Richard, chef at Citronelle in Washington, D.C., is one of the country’s most creative and playful chefs, even when it comes to the Thanksgiving vegetable course -- something usually tacked on as an afterthought.
Thanksgiving, as it turns out, is Richard’s favorite holiday. It’s the most French after all -- centered around the table, he explains. “Thanksgiving I love,” he says, “because I don’t have to worry about buying gifts; I don’t need to go to Mass; I don’t need to do anything but sit down at the table at 4 o’clock with my family and my friends and eat good food, drink good wine and then go outside and drink Armagnac and smoke cigars.”
While the deconstructed ratatouille may be a bit extreme for a family dinner, Richard did come up with two winners. In his stuffed Savoy cabbage, the whole leaves -- pale green and silken after long, gentle cooking -- are wrapped around duxelles, sauteed chopped mushrooms given an extra layer of nutty complexity by a hint of curry powder.
And it would be almost impossible not to love the very Franco-American combination of long-cooked earthy Southern collard greens and the meaty green lentils from Le Puy, France. The way these seemingly unrelated ingredients play off each other is astonishing (and delicious).
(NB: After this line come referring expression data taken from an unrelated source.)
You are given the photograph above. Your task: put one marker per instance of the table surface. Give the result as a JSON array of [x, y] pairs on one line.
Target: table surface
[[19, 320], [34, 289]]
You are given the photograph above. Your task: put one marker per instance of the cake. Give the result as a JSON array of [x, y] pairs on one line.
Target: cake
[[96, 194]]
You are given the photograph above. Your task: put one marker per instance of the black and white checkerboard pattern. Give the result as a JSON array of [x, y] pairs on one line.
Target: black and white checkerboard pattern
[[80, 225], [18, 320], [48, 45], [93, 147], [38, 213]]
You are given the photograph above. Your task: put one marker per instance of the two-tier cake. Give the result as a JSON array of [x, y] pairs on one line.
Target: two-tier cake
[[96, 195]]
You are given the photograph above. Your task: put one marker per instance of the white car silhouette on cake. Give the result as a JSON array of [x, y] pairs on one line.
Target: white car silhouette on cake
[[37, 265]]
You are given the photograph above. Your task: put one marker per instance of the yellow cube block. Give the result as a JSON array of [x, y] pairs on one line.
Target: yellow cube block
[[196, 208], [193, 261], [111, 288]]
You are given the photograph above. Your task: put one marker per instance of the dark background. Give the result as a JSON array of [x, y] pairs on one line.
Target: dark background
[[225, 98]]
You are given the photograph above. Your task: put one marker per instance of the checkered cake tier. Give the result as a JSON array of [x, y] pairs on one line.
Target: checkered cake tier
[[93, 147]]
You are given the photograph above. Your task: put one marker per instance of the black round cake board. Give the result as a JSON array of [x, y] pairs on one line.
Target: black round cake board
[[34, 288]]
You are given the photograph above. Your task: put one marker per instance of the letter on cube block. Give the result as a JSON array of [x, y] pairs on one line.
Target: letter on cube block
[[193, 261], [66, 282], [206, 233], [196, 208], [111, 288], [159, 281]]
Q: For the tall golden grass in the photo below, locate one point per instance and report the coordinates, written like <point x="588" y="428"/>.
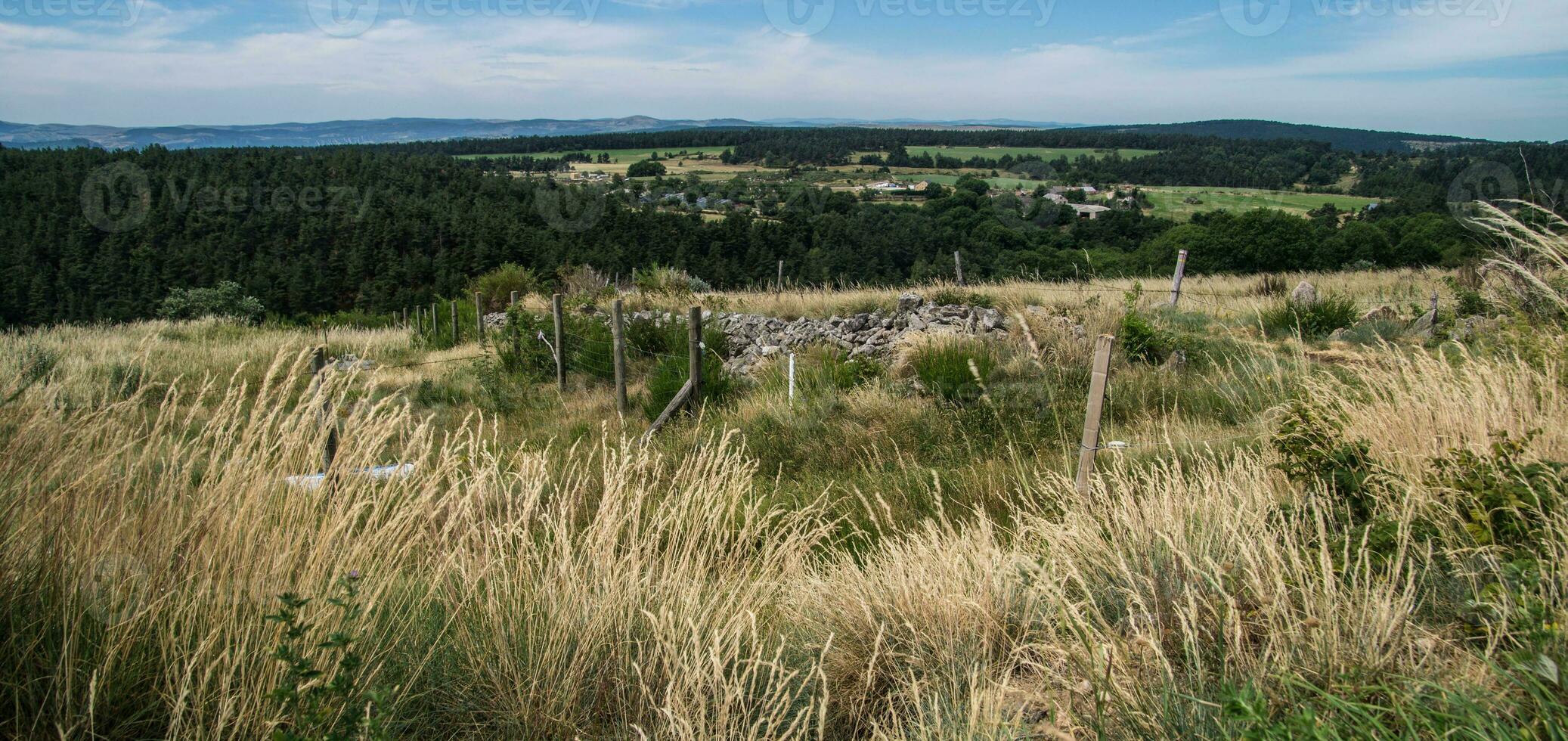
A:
<point x="612" y="591"/>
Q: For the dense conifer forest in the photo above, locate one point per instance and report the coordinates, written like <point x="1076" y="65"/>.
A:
<point x="380" y="228"/>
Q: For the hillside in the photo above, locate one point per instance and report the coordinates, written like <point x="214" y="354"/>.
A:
<point x="1324" y="514"/>
<point x="1355" y="140"/>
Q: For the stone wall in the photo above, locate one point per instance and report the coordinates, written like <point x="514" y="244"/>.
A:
<point x="755" y="337"/>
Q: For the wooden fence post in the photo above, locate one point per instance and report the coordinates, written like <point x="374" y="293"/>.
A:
<point x="1181" y="270"/>
<point x="618" y="334"/>
<point x="1096" y="402"/>
<point x="792" y="378"/>
<point x="560" y="343"/>
<point x="325" y="416"/>
<point x="695" y="326"/>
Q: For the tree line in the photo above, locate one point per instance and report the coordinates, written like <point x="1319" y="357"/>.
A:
<point x="90" y="235"/>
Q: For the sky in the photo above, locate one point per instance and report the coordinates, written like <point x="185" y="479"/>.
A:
<point x="1473" y="68"/>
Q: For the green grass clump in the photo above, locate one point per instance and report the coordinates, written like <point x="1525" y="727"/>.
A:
<point x="954" y="368"/>
<point x="671" y="374"/>
<point x="1311" y="321"/>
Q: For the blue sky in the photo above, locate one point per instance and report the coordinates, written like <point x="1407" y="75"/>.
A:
<point x="1477" y="68"/>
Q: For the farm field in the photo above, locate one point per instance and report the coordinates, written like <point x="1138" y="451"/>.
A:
<point x="1046" y="153"/>
<point x="1169" y="201"/>
<point x="623" y="156"/>
<point x="894" y="541"/>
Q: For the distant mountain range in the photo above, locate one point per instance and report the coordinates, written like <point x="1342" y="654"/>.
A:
<point x="394" y="131"/>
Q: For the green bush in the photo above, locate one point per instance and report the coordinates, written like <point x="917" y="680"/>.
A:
<point x="954" y="368"/>
<point x="496" y="286"/>
<point x="1309" y="320"/>
<point x="648" y="337"/>
<point x="645" y="168"/>
<point x="1502" y="498"/>
<point x="519" y="346"/>
<point x="1142" y="340"/>
<point x="590" y="348"/>
<point x="223" y="299"/>
<point x="952" y="296"/>
<point x="671" y="374"/>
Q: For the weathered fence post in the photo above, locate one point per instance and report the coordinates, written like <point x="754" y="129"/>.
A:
<point x="618" y="334"/>
<point x="479" y="318"/>
<point x="695" y="326"/>
<point x="325" y="416"/>
<point x="560" y="343"/>
<point x="1096" y="402"/>
<point x="1181" y="270"/>
<point x="792" y="378"/>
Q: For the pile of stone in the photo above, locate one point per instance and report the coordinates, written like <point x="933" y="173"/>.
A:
<point x="755" y="339"/>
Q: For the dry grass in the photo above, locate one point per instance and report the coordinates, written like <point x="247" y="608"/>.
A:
<point x="603" y="590"/>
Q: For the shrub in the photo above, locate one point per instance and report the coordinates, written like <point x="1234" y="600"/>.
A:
<point x="1502" y="498"/>
<point x="496" y="286"/>
<point x="1312" y="453"/>
<point x="671" y="374"/>
<point x="1311" y="321"/>
<point x="223" y="299"/>
<point x="670" y="282"/>
<point x="519" y="346"/>
<point x="952" y="296"/>
<point x="1142" y="340"/>
<point x="645" y="168"/>
<point x="590" y="346"/>
<point x="315" y="707"/>
<point x="648" y="337"/>
<point x="954" y="368"/>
For his Thanksgiving at home, Richard’s turkey will be a simple roast bird, albeit with a French twist: a stuffing made with chestnuts and boudin blanc. “My wife used to accept a very thick French accent, but now it’s only a little French accent,” he says. “My family likes a traditional Thanksgiving dinner, but there is still a mixture of the two countries.”
Sherry Yard’s Thanksgivings growing up in Brooklyn sound a little like “I Love Lucy.” First of all, her mother didn’t cook. Her dad did, but he had unconventional notions of what to serve. For Thanksgiving, she remembers, “he’d set up a gas barbecue out in the backyard and go out in the cold and do steaks or kielbasa sausage, anything but turkey.”
Then there was the famous episode with the creamed corn. “My mother never opened the cans and emptied them into a pot; she just put them on a baking sheet and stuck it in the oven,” she says. One Thanksgiving, disaster struck: “The oven blew up and we had creamed corn everywhere. It’s just lucky nobody got hit by the can.”
So it’s no surprise that Yard’s notions of a perfect Thanksgiving dessert are out of the ordinary. If she could have it her way, she’d eat chocolate cream pie, or cookies. She does love pumpkin, but, of course, has very definite opinions about how it should be treated. “A lot of Thanksgiving food tends to be a little bit on the sweet side already, so I don’t like to make anything too sweet,” she says. “And I like to use brown sugar, or honey, because they don’t have the same monotone sweetness that sugar does.”
In fact, her pumpkin dessert is a showstopper, kind of a pumpkin pie topped with a surprise. But it’s not really a pie; it’s a layered torte, built in a springform pan on top of a pastry crust. Pumpkin custard comes next, then a layer of whipped cream enriched with creme fraiche and flavored maple sugar, and for the crowning glory, a caramely pumpkin chiboust -- like a cold souffle. The chiboust, which has a slightly bitter note on its own, sets off the sweet pumpkin custard beautifully.
It may be a bit of a project, but actually it’s not as complicated as it seems (you can even make it a day or two ahead, when things are a little calmer). And the results are well worth the effort.
After all, this is Thanksgiving, and if you can’t fantasize about a dreamy dessert now, when can you?